The brief answer is, Yes. The longer answer is below.
Farmer, you are correct that many historians of the Early National period, most famously Nathan Hatch, stress this concept of democratization, arguing that Methodists and Baptists better responded to the new American situation by striving to appeal to their audiences. A religious development paralleling the developing market economy. But the reality on the ground is a bit more complicated for the following reasons:
1) This thesis tends to ignore the large ethnic groups. While Baptists and Methodists snared some Germans and Irish, the majority of these communities remained with their traditional Christianities: Germans by and large remained Roman Catholic or Lutheran, Irish by and large remained Roman Catholic. After the large Irish and German immigrations the largest single religious group in the US was the Roman Catholic Church (still outnumbered by the combined total of Protestants). Family and community and ethnic loyalties mostly trumped Baptist and Methodist appeals to the individual in these groups.
2. As has also been pointed out by many historians of the period, the response of Christianity to the new American situation of disestablishment was the creation of denominations--denominationalism. During the Early National period denominations grew, and attracted loyal followings. Boundaries were drawn between groups: there are tons of pamphlets from the period in which Baptists defend the Baptist way against Methodists and the Stone/Campbell movement ("Christian", Church of Christ, etc), and vice versa. Also religious debates were popular in the 19th century, sometimes lasting for several sessions over many days--a Baptist preacher would debate a Methodist preacher over baptism, for example. Denominational loyalty was intense, paralleling the rise of political parties in the same period and the loyalty given to them. Denominationalism was one of the rocks on which the ecumenical agencies foundered. (Soon after the Revolution, there was a push for like-minded Protestants to cooperate on joint ventures in areas of reform and even evangelism. By the 1840s it is becoming obvious that denominationalism, not ecumenism, will be the American future.)

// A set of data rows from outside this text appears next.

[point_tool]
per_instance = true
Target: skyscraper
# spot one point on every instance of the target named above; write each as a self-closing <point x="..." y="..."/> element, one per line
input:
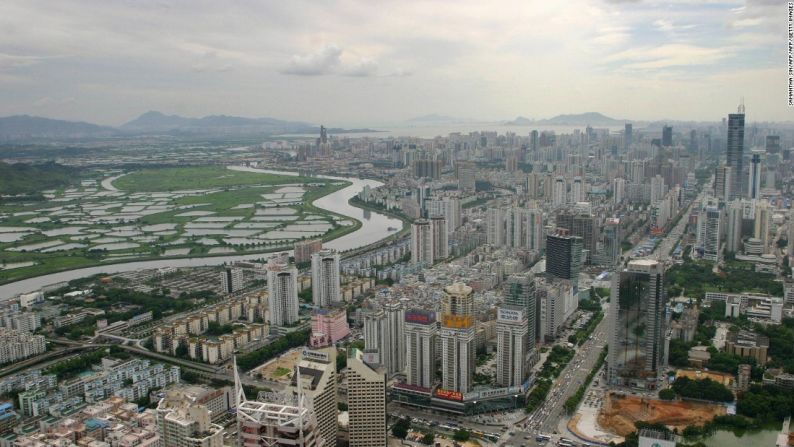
<point x="318" y="384"/>
<point x="421" y="242"/>
<point x="282" y="287"/>
<point x="667" y="136"/>
<point x="438" y="226"/>
<point x="511" y="345"/>
<point x="366" y="401"/>
<point x="326" y="288"/>
<point x="421" y="334"/>
<point x="457" y="339"/>
<point x="564" y="256"/>
<point x="636" y="346"/>
<point x="736" y="151"/>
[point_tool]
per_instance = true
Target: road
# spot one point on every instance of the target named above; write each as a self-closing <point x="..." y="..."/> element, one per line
<point x="546" y="418"/>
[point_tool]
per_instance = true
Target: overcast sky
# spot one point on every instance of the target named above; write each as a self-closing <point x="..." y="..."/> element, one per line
<point x="369" y="62"/>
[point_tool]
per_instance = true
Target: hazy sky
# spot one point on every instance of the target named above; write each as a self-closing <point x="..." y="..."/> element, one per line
<point x="369" y="62"/>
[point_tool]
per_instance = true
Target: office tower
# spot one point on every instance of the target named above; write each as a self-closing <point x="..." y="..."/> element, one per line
<point x="326" y="288"/>
<point x="467" y="175"/>
<point x="281" y="420"/>
<point x="384" y="333"/>
<point x="667" y="136"/>
<point x="736" y="151"/>
<point x="713" y="232"/>
<point x="564" y="255"/>
<point x="449" y="208"/>
<point x="305" y="249"/>
<point x="366" y="403"/>
<point x="318" y="385"/>
<point x="520" y="291"/>
<point x="421" y="242"/>
<point x="511" y="345"/>
<point x="231" y="279"/>
<point x="560" y="191"/>
<point x="495" y="226"/>
<point x="754" y="181"/>
<point x="581" y="223"/>
<point x="457" y="338"/>
<point x="438" y="225"/>
<point x="733" y="236"/>
<point x="636" y="346"/>
<point x="628" y="135"/>
<point x="182" y="422"/>
<point x="763" y="216"/>
<point x="611" y="239"/>
<point x="527" y="229"/>
<point x="282" y="287"/>
<point x="619" y="190"/>
<point x="421" y="336"/>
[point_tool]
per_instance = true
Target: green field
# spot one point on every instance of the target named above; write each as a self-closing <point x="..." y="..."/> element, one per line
<point x="199" y="177"/>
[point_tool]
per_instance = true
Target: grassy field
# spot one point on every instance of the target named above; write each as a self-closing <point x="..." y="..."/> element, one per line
<point x="199" y="177"/>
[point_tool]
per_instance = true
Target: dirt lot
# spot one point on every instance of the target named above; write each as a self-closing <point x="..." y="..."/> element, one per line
<point x="274" y="370"/>
<point x="620" y="412"/>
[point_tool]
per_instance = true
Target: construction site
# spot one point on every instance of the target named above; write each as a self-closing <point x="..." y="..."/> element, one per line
<point x="620" y="411"/>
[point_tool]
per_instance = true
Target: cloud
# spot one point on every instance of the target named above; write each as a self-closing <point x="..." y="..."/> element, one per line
<point x="322" y="62"/>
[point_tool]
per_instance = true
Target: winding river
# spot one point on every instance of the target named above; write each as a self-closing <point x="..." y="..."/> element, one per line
<point x="374" y="227"/>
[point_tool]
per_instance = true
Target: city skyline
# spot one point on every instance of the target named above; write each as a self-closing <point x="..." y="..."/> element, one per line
<point x="339" y="63"/>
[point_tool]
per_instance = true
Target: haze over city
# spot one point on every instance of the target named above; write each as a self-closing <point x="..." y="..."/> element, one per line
<point x="351" y="63"/>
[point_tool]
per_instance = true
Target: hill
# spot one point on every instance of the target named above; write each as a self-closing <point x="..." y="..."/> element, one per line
<point x="25" y="127"/>
<point x="158" y="122"/>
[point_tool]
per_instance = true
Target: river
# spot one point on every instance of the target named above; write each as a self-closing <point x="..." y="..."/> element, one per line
<point x="374" y="227"/>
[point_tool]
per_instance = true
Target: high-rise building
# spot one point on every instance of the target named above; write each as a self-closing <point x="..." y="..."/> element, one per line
<point x="564" y="256"/>
<point x="733" y="235"/>
<point x="384" y="333"/>
<point x="457" y="338"/>
<point x="326" y="286"/>
<point x="279" y="420"/>
<point x="763" y="216"/>
<point x="512" y="359"/>
<point x="628" y="135"/>
<point x="282" y="286"/>
<point x="231" y="279"/>
<point x="421" y="242"/>
<point x="438" y="225"/>
<point x="520" y="291"/>
<point x="495" y="226"/>
<point x="667" y="136"/>
<point x="560" y="191"/>
<point x="182" y="422"/>
<point x="736" y="151"/>
<point x="636" y="346"/>
<point x="366" y="402"/>
<point x="754" y="180"/>
<point x="421" y="337"/>
<point x="318" y="385"/>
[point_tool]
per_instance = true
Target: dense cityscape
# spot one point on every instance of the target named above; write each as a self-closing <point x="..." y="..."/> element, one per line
<point x="313" y="246"/>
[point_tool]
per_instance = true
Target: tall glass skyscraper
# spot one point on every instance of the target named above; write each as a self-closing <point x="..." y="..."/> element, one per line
<point x="736" y="151"/>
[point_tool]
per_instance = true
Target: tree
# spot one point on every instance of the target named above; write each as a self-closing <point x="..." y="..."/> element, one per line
<point x="400" y="429"/>
<point x="667" y="394"/>
<point x="461" y="435"/>
<point x="429" y="438"/>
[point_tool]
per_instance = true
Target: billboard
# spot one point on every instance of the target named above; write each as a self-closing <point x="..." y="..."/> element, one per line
<point x="509" y="315"/>
<point x="449" y="395"/>
<point x="457" y="321"/>
<point x="420" y="316"/>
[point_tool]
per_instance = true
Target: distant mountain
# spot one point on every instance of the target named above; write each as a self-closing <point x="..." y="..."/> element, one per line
<point x="25" y="127"/>
<point x="159" y="122"/>
<point x="582" y="119"/>
<point x="435" y="118"/>
<point x="520" y="121"/>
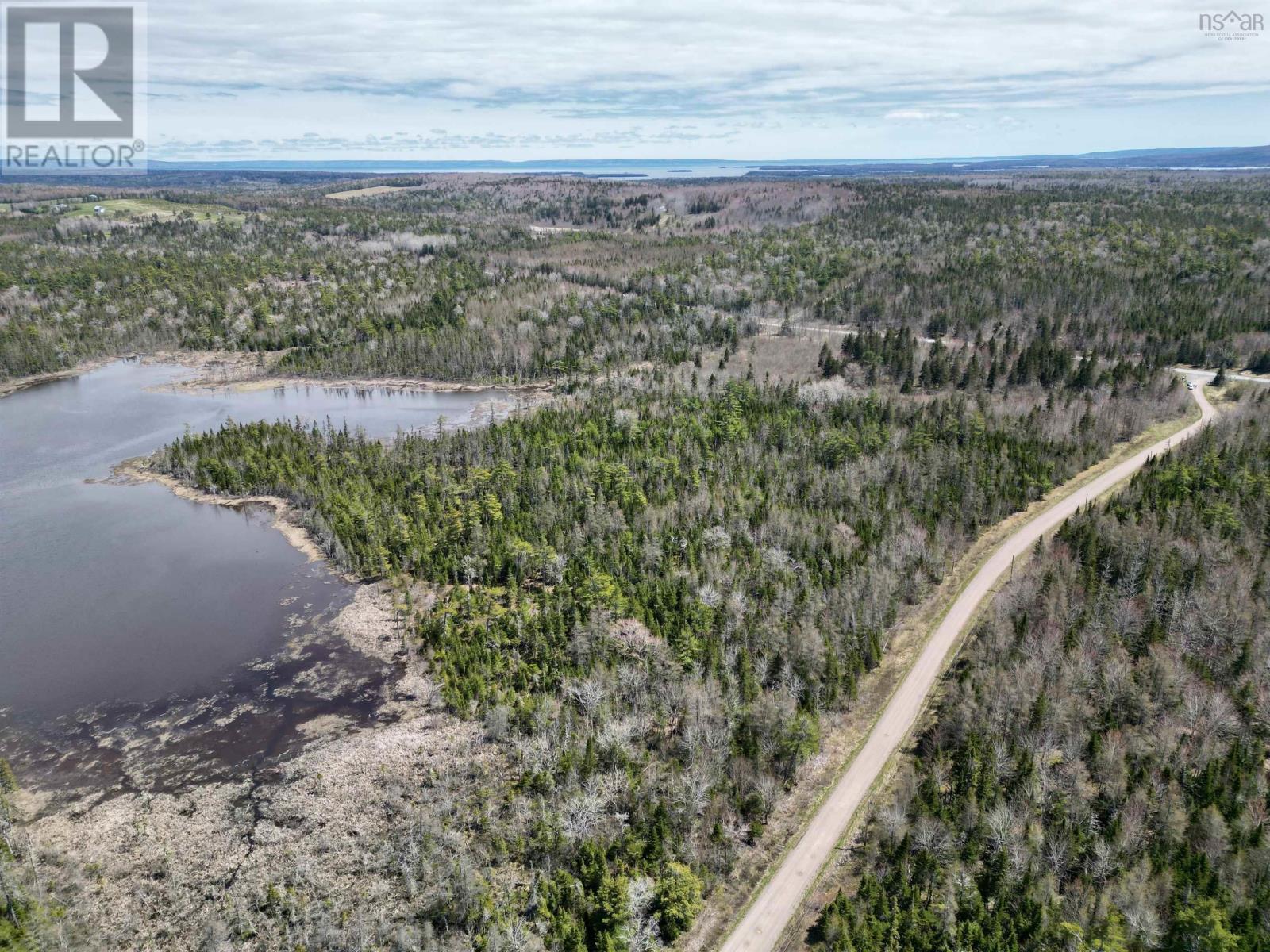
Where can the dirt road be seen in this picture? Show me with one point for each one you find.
(779, 901)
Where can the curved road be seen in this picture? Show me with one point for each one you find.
(780, 899)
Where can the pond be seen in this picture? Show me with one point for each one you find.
(124, 606)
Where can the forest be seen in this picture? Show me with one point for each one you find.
(1095, 774)
(652, 596)
(537, 279)
(651, 593)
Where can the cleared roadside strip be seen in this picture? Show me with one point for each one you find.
(764, 923)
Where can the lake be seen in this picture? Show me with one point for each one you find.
(124, 605)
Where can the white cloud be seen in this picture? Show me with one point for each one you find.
(586, 67)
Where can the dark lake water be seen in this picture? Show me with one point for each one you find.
(126, 594)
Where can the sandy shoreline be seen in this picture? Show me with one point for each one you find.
(248, 385)
(286, 517)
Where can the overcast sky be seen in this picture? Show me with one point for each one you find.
(736, 79)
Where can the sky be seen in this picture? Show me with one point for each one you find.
(525, 80)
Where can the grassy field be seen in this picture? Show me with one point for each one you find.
(131, 209)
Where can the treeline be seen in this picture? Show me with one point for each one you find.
(448, 278)
(651, 596)
(1096, 774)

3. While hard data is not as available as one would like, it appears that once in a denomination, the person and then the family tended to stay. I propose two reasons for this loyalty: first, the pressures of family and community--parents raised their children as Baptist or Methodist or Church of Christ, people were loyal to congregations which nurtured denominational loyalty; second, these denominations stressed doctrine-- particular understandings of salvation, baptism, the Christian life. One had loyalty to Truth, as it was understood.
Today, the network of family and community and ethnic loyalty ain't what it used to be. And the commitment to Truth seems quaint. Modern society is closer to an atomistic consumerism than the earlier National Period. (The sociologist Peter Berger has an interesting book on this phenomenon in modern religion, The Heretical Imperative).
2. Historical question: the early nineteenth century has been depicted by most American historians as a period of "Democratization of Religion." The big idea that seems to emerge from this thesis is that the Baptists and Methodists appealed to the Americans of the Early National period. In essence, the Baptist and Methodist style was much more attractive to the consumers of religion during that era. Do you agree with that? If so, do you see our era as more consumer-driven than then?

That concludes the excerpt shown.